When I graduated college, I considered getting individual insurance while I was looking for steady work. Of course, after seeing the monthly premiums that would land me a prime $5,000 deductible and little to no coverage for routine healthcare (along with the always-awesome set of discount cards that'll land you a cool 15% off at Lenscrafters...as will your $1.50 Sunday paper), I skipped it and ran the risk of having to pay for anything that came up. As risky as it felt with the ingrained message that without health insurance you die in a fetid swamp of debt, the only time that an affordable policy made sense was if I anticipated having invasive surgery at some point before getting a job with more affordable insurance. Being young and healthy, spending hundreds of dollars a month in order to have the privilege of spending thousands before being denied for my medical needs seemed about as appealing as a nice harsh buzz off a liter of Boone's Farm. And a much less appealing story to tell when I'm wheeled into the emergency room.
The LA Times discusses the growing individual policy market today, and it's not pretty.
Unlike group plans, which must accept all qualified applicants and can't base a member's premium on his or her medical history, individual plans in most states (including California) are free to cherry-pick the healthiest customers.Insurers can reject applicants for even mild preexisting conditions. People have been turned down for individual policies because they have hay fever, have suffered from jock itch or use common medicines such as cholesterol-lowering drugs, records and interviews show. Even those lucky enough to have insurance are uncertain they can keep it or count on it in a crisis.
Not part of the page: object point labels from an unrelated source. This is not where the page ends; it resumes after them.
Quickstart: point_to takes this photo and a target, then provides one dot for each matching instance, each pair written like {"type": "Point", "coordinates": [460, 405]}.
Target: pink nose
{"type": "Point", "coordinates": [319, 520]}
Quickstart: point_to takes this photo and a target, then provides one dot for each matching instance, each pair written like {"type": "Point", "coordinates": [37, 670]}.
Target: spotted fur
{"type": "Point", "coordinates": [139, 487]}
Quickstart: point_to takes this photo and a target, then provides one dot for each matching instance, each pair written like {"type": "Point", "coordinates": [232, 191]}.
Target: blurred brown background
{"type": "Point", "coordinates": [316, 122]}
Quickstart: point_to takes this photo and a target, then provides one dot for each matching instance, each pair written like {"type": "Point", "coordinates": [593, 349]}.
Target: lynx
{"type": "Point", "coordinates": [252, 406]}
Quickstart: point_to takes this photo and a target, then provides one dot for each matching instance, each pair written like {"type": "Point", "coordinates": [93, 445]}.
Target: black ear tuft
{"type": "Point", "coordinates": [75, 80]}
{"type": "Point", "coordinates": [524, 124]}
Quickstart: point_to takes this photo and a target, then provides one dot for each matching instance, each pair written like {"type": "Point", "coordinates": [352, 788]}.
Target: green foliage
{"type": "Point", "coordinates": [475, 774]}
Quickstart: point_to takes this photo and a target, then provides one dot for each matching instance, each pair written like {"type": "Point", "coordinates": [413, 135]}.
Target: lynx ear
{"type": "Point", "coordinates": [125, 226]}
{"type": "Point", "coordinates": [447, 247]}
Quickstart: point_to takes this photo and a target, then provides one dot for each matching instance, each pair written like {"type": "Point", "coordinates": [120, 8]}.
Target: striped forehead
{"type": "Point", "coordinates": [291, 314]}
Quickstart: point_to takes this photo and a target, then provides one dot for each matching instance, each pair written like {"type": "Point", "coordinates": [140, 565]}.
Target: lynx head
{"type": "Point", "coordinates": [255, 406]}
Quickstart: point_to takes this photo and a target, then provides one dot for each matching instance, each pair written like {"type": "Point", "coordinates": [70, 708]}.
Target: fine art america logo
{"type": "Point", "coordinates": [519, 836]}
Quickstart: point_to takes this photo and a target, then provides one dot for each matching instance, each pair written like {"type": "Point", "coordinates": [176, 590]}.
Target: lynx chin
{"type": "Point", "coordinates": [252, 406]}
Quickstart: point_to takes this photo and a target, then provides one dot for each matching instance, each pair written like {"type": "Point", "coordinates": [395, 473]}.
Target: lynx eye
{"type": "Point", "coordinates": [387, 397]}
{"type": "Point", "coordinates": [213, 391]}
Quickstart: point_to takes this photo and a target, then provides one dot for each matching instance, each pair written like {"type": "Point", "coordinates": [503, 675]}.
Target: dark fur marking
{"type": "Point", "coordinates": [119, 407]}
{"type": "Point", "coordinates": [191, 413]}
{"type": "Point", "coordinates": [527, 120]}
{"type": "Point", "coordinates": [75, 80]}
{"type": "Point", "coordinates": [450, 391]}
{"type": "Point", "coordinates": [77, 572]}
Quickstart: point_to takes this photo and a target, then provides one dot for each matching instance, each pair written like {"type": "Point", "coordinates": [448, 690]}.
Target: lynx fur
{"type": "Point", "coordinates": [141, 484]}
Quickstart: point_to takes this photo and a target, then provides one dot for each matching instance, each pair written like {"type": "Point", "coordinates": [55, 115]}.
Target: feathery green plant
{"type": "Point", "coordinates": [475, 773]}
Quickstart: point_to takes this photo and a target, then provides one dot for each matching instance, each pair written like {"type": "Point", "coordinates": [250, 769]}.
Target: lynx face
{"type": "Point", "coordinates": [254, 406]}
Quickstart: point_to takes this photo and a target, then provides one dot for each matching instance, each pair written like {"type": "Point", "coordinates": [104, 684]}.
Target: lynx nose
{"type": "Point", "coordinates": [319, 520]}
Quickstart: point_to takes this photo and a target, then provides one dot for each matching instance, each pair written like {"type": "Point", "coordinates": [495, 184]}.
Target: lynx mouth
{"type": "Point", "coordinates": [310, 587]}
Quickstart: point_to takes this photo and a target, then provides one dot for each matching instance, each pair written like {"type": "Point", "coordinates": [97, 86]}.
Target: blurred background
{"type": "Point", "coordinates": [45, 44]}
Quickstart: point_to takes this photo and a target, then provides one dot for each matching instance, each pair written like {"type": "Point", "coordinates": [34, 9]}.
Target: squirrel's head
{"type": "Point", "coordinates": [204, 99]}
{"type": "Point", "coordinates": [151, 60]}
The basis of the individual insurance market is drawing in a pool of healthy people having no history of medical problems who still want to insure against grave, low-probability risk, and are willing to pay to ensure the quality of coverage they'd expect in such a situation. Unfortunately, you generally don't get to the point where you feel the need to purchase insurance on your own without something having happened to instill the value of it into you.
The second problem, of course, comes in the fact that no insurer wants to cover more than any other insurer, because they'll be swamped with all the people who can't get covered anywhere else:
Insurers insist that they can't stay in business without excluding chronic disease sufferers, known in the industry as "clinical train wrecks." But companies in the individual market also want to avoid even marginal risk -- adopting a practice some insiders call "hangnail underwriting."
Even nonprofits such as Blue Shield of California are obliged to follow prevailing market practices, lest they be swamped with the highest-cost customers.
"That's the game," said Cindy Ehnes, director of the California Department of Managed Health Care. Risk selection, she said, "must be part of every insurer's strategy or else they potentially will get all the bad risk."
Keep in mind this is the exact type of market that John McCain wants to push us towards - the kind where we all make informed consumer choices about which of a great variety of insurers will one day, at best, make us fight with them over the denial of coverage for the bleeding head wound that they've declared a preexisting condition. That, my friends, is cranial damage you can believe in.